I criteri di classificazione dei disturbi alimentari sono chiaramente delineati nel DSM 5 – Diagnostic and Statistical Manual of Mental Disorders -, ma la prevenzione e il riconoscimento dei primi segnali di difficoltà sono una questione diversa.

Se da un lato occorre sensibilizzare i professori e renderli più capaci di individuare e aiutare i ragazzi in un tempo anticipato per trovare un’altra via di trattamento del disturbo, dall’altro Kliné non crede in un sapere tecnico apparentemente infallibile e preconfezionato. Quello che si offre agli insegnanti è, piuttosto, uno spazio di ascolto, di confronto e di contenimento dell’ansia che, di riflesso, può produrre effetti terapeutici anche per i ragazzi in difficoltà con cui si relazionano.

Il disagio psicologico parte dal fatto che qualcosa non va, senza che il soggetto riesca a rendersi ben conto di cosa. A volte prende la forma di un sintomo circoscritto, di un fenomeno corporeo, di un pensiero ossessivo, di un’inibizione o di un desiderio bloccato, altre volte si tratta di un disagio indefinito, senza nome, che diventa angoscia, o panico. Per dare qualche esempio pratico, può succedere che un soggetto viva un disagio alimentare che si traduce in una discontinuità del rendimento scolastico, in una chiusura relazionale o in un cambiamento corporeo, ma nessuno di questi segni è di per sé inequivocabile.

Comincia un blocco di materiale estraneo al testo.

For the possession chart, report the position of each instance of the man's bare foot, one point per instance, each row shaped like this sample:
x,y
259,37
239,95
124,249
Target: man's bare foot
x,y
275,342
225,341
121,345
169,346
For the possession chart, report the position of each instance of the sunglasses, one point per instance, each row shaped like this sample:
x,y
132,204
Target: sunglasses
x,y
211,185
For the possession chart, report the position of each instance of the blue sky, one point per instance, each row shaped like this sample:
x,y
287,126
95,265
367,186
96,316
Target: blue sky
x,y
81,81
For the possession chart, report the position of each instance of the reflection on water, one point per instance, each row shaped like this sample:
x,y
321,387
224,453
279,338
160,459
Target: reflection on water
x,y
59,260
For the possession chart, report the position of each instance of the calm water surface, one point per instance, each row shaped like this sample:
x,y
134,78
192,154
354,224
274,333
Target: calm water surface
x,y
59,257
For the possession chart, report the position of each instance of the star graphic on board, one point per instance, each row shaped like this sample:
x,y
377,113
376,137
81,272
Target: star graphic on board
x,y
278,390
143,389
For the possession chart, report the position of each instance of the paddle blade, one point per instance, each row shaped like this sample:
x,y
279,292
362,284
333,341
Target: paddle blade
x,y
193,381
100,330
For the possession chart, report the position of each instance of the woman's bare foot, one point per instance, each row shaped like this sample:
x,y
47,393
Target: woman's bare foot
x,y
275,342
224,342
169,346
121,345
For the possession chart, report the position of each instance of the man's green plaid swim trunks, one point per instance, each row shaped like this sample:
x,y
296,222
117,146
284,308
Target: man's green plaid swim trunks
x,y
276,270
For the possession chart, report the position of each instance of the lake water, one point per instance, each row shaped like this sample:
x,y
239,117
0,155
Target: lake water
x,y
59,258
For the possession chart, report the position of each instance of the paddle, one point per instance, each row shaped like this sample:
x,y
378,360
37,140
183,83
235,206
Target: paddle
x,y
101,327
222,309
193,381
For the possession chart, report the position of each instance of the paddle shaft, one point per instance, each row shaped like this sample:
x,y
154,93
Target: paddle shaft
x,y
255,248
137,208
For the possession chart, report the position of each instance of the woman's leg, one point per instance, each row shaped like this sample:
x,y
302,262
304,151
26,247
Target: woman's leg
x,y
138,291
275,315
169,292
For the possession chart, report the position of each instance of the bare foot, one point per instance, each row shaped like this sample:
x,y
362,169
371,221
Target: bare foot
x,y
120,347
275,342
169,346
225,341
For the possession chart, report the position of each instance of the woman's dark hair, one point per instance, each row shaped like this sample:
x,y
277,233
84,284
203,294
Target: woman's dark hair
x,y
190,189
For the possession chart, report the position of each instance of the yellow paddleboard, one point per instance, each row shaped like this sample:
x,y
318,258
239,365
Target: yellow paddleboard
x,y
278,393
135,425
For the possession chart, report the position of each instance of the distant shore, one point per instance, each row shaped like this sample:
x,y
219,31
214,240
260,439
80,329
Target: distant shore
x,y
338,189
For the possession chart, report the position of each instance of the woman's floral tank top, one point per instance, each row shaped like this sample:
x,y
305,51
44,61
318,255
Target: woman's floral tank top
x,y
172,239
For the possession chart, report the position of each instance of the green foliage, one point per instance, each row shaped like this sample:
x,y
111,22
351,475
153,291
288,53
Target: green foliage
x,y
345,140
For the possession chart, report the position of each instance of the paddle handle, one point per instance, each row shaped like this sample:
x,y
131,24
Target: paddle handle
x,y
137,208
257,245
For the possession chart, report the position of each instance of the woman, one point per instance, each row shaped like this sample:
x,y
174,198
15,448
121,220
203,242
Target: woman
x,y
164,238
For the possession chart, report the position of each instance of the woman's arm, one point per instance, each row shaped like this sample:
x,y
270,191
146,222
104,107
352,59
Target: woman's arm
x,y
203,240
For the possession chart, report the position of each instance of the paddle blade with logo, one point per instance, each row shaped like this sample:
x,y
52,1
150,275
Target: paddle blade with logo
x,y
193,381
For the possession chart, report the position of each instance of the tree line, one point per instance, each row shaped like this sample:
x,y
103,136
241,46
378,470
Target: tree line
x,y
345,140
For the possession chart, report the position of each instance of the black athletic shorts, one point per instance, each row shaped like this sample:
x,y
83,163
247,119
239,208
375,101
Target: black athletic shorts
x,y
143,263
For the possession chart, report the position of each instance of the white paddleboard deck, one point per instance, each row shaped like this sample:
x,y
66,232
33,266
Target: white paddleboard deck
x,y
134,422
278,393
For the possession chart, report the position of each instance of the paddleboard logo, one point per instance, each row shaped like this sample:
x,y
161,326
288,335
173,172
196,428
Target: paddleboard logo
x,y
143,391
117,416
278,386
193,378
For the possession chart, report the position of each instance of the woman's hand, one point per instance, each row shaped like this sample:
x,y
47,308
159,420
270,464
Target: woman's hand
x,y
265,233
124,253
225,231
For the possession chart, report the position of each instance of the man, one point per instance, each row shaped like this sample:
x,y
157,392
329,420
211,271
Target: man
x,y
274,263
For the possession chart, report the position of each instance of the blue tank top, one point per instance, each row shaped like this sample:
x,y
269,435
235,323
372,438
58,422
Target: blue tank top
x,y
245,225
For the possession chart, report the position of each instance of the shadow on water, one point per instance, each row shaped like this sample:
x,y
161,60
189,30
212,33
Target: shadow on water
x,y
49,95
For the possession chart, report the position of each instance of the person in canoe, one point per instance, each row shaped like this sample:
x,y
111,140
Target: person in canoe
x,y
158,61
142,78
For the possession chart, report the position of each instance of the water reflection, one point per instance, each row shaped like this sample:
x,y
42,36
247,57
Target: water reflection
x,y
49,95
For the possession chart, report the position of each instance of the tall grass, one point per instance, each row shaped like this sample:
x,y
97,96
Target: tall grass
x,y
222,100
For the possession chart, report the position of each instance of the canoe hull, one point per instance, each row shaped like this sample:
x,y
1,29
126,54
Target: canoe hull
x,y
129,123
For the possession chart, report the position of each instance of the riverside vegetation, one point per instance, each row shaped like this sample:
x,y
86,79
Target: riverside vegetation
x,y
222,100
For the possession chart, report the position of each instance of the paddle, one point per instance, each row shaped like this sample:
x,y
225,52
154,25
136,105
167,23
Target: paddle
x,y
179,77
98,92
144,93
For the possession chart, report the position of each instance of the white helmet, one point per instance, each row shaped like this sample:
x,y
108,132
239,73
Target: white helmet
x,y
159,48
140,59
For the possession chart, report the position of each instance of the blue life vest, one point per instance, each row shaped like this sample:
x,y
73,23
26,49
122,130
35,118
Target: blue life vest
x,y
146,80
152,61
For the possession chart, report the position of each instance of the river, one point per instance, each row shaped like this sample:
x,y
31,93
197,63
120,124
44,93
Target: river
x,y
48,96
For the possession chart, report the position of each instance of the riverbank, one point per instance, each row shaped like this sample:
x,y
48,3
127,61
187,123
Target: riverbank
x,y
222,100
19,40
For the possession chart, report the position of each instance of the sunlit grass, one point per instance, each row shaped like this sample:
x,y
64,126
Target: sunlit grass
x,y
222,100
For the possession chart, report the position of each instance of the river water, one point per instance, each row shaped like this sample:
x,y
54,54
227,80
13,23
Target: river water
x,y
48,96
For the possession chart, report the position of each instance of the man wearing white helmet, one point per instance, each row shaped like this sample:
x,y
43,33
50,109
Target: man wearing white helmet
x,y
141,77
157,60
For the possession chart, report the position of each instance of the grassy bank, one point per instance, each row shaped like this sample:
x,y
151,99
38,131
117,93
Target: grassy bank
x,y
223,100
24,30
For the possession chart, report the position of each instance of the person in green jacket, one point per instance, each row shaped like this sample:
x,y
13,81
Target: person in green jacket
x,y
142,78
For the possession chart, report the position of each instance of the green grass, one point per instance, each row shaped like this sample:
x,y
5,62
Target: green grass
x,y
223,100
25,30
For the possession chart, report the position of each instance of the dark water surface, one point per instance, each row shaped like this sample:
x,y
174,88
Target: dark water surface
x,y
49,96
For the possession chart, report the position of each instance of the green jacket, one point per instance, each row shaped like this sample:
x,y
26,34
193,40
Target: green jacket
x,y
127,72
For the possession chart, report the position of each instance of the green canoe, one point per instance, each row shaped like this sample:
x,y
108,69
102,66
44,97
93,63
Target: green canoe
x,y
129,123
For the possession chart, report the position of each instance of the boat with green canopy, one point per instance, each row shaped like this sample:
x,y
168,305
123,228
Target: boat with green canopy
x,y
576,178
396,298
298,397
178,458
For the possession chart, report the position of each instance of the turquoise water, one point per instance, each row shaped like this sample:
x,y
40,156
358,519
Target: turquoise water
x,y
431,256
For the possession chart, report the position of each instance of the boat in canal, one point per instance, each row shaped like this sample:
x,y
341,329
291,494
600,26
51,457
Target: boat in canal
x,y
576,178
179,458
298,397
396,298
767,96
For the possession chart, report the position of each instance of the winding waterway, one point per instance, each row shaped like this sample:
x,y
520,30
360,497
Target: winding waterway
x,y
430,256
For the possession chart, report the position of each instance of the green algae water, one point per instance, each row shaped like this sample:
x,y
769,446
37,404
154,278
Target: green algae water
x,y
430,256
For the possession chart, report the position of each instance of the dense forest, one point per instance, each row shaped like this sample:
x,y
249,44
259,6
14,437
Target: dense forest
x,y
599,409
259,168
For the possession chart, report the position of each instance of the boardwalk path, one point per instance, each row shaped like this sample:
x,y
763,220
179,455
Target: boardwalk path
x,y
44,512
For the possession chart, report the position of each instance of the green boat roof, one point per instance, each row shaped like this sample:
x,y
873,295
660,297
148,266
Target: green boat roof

La complessità maggiore consiste proprio nell’avere a che fare con l’incertezza e la negazione, non disporre di evidenze chiare su cui appoggiarsi. La caduta negli stereotipi, che spesso si incontrano (es. l’anoressia è causata dalla esaltazione mediatica del corpo magro delle modelle) è una risposta facile alla difficoltà a maneggiare un argomento sfuggente; gli stereotipi sono una risposta seriale, univoca, a problemi diversi, semplificano e pacificano ma, allo stesso tempo, chiudono il discorso, non lasciano spazi per letture nuove.

Gli psicoterapeuti di Kliné ritengono che la psicoanalisi possa svolgere il compito di tenere aperto il discorso sociale per incorporare la singolarità di ciascuno, una per una.